Following Hayward, Lacy, BP’s former senior vice president for drilling operations for the Gulf, said in video testimony that he reached an agreement with BP to resign in December 2009 – four months before the Gulf spill – because he believed the company was not committed to improving its offshore safety procedures.
Lacy testified that he was “never given a directive to cut corners or to deliver something not safely, but there was tremendous pressure on costs.” He was assigned performance goals, with the potential for bonuses, by BP’s management indicating that “hundreds of millions of dollars” would need to be trimmed in order to meet targets, he testified.
From 2008 to 2009, Lacy said BP’s Gulf drilling budget was cut by $250 million to $300 million, while production increased 54 percent.
Perhaps the most widely watched testimony Wednesday morning came from Alan Huffman, a well design and pressure expert who was questioned by lawyers for the Department of Justice.
Huffman, chief technology officer for Fusion Petroleum Technologies Inc., testified about the steps that operators take to control the mud weight in an oil well, ensuring that it is heavy enough to overbalance the pressure in the rocks around the well, but not so burdening that the formation becomes fractured.
In a 2011 expert report submitted on behalf of the Justice Department, Huffman said “prudent well operators also maintain a cushion between the well’s mud weight and its fracture gradient,” known as a “safe drilling margin.”
But BP, Huffman testified Wednesday, “played it fast and loose” with pressure integrity tests on its Macondo well that would indicate whether it was safe to drill in the months leading up to the accident.
Huffman’s report concluded that BP did not maintain a safe drilling margin on multiple occasions while drilling the Macondo well, and that it had falsely reported its pressure integrity results to offshore drilling regulators.

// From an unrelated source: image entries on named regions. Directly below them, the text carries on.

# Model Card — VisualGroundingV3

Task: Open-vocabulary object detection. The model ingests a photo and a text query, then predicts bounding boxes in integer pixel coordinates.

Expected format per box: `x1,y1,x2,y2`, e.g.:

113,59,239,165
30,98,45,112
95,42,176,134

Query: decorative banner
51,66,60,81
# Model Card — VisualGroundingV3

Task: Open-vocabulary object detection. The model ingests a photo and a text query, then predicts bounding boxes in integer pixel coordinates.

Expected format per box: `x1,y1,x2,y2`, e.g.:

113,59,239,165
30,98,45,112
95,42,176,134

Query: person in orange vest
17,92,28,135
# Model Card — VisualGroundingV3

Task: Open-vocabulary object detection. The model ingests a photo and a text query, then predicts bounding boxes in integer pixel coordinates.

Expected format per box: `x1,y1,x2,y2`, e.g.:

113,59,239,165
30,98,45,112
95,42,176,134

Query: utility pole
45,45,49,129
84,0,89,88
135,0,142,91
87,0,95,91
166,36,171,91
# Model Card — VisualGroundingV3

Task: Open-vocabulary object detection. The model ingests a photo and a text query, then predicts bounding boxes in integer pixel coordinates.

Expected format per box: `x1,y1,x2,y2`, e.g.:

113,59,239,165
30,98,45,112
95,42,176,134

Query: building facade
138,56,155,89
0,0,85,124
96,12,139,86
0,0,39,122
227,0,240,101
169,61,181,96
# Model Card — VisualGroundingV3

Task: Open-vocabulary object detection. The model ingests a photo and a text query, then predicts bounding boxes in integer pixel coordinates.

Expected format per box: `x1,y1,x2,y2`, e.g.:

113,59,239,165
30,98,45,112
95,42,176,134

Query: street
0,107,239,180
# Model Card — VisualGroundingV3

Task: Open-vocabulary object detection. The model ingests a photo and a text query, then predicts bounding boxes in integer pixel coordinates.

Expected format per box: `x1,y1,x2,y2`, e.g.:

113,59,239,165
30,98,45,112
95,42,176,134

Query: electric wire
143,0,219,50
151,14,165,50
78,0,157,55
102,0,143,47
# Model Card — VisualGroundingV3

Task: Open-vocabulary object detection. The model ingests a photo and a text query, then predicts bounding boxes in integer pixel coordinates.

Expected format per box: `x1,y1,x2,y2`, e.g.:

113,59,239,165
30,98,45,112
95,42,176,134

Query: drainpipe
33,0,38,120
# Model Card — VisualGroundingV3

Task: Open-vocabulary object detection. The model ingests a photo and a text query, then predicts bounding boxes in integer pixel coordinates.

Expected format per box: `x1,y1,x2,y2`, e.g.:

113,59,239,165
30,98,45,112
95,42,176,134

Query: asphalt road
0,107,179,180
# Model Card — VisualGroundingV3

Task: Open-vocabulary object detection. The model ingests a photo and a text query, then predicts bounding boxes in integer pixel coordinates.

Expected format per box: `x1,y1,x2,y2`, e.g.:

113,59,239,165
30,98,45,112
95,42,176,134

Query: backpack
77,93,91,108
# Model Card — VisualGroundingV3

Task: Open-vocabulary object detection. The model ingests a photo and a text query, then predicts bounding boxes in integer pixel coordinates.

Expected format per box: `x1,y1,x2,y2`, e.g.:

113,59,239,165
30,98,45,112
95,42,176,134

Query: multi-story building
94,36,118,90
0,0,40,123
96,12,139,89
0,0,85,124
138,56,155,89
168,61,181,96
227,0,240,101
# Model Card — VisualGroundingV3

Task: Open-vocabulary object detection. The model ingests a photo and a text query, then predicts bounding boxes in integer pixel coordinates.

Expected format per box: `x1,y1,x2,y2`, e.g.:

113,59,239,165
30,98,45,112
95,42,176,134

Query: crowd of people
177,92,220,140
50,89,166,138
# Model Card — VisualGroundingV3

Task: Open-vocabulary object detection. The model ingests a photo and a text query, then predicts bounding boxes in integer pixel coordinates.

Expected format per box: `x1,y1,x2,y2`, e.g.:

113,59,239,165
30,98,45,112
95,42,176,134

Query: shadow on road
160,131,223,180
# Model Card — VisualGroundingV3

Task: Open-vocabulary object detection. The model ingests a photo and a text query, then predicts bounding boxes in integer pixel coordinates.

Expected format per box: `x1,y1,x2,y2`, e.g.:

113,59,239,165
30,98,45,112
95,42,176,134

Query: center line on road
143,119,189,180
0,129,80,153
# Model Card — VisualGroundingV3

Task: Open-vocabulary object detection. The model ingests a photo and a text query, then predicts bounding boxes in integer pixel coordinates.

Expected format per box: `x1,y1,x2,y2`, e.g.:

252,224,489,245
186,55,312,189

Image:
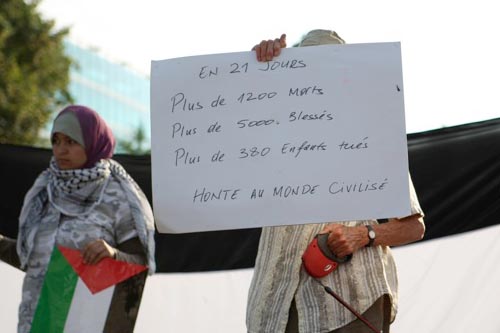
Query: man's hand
252,34,286,62
82,239,116,265
321,223,368,258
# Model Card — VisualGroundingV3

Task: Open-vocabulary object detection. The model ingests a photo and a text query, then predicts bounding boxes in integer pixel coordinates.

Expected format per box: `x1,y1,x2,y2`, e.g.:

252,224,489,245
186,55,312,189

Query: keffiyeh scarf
17,159,155,274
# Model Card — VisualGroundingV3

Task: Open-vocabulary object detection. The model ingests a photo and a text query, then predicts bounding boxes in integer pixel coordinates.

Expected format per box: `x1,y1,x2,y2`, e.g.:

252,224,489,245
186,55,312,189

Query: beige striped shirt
247,181,423,333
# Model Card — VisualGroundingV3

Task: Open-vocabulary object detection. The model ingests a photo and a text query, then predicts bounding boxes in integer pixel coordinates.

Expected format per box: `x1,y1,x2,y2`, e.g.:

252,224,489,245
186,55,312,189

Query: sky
39,0,500,133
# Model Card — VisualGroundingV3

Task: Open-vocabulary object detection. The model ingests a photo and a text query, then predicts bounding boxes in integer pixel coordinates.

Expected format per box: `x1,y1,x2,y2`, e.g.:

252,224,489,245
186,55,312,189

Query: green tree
0,0,72,145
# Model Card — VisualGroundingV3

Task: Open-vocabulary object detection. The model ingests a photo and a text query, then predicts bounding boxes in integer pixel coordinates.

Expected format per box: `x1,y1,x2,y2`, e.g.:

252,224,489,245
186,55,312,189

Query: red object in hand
302,234,352,278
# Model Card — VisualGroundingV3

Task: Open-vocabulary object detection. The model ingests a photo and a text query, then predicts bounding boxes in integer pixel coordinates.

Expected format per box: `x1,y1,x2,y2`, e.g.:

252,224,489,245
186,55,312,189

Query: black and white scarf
17,158,155,274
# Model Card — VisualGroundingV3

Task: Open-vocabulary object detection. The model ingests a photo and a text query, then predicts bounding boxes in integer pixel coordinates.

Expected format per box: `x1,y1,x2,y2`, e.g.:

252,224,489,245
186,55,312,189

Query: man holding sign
247,30,425,333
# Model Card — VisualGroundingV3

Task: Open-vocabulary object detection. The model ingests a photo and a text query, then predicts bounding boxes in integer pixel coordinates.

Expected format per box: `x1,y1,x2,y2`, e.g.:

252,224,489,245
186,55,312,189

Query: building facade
61,41,151,153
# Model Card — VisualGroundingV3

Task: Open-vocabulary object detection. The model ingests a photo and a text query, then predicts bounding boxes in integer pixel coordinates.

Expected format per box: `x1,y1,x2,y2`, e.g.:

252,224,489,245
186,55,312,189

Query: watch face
368,230,375,239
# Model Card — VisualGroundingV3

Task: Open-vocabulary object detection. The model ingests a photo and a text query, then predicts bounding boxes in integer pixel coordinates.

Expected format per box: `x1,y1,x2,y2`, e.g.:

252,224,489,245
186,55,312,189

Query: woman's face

During questioning, Huffman called the behavior “particularly egregious, and I would totally argue unsafe and dangerous, not just regulatory violations here, unsafe from any industry practice that I am aware of.”
Citing internal BP emails, Huffman testified BP officials “recognized the risk of drilling ahead” without a safe margin, which included potentially losing the well.
Attorneys for BP, which operated the ill-fated Macondo well, and Transocean, which owned and operated the Deepwater Horizon rig for BP, were slated to cross-examine Huffman as the civil proceedings continued into the afternoon.
Earlier Wednesday, Lamar McKay, former president of BP America and current chief executive of BP’s upstream unit, wrapped up questioning that carried over from Tuesday.
During questioning from Transocean attorney Kerry Miller, McKay said the Deepwater Horizon rig had a good safety record until the Macondo blowout.
BP agreed to plead guilty to felony manslaughter, environmental crimes and obstruction of Congress and pay a record $4 billion in criminal fines and penalties for its conduct leading to the disaster, which killed 11 people and caused the largest environmental disaster in U.S. history
Miller read through some of the key points of BP’s plea agreement, before circling back to Transocean’s deal, in which the rig owner pleaded guilty to a single violation of the Clean Water Act and agreed to pay $400 million in criminal fines and penalties.
“We’ve agreed that we’re part of the responsibility for this tragic accident,” McKay said. “We’ve apologized for that, we’ve accepted responsibility for that in many different ways, so I would agree that we are a part of the cause of this accident, yes.”
During questioning, Miller grilled McKay about whether the Deepwater Horizon disaster could have been prevented if BP had not misinterpreted the so-called negative pressure test, which was carried out by a Transocean crew being supervised by BP.
That test was used to determine whether the cement poured into the well to seal it off from the formation underground holding oil and gas had worked.
“There were misinterpretations of the negative pressure test,” McKay said, “and that was one of the causes among others that was stated by ourselves as well in the plea agreement with the US government.”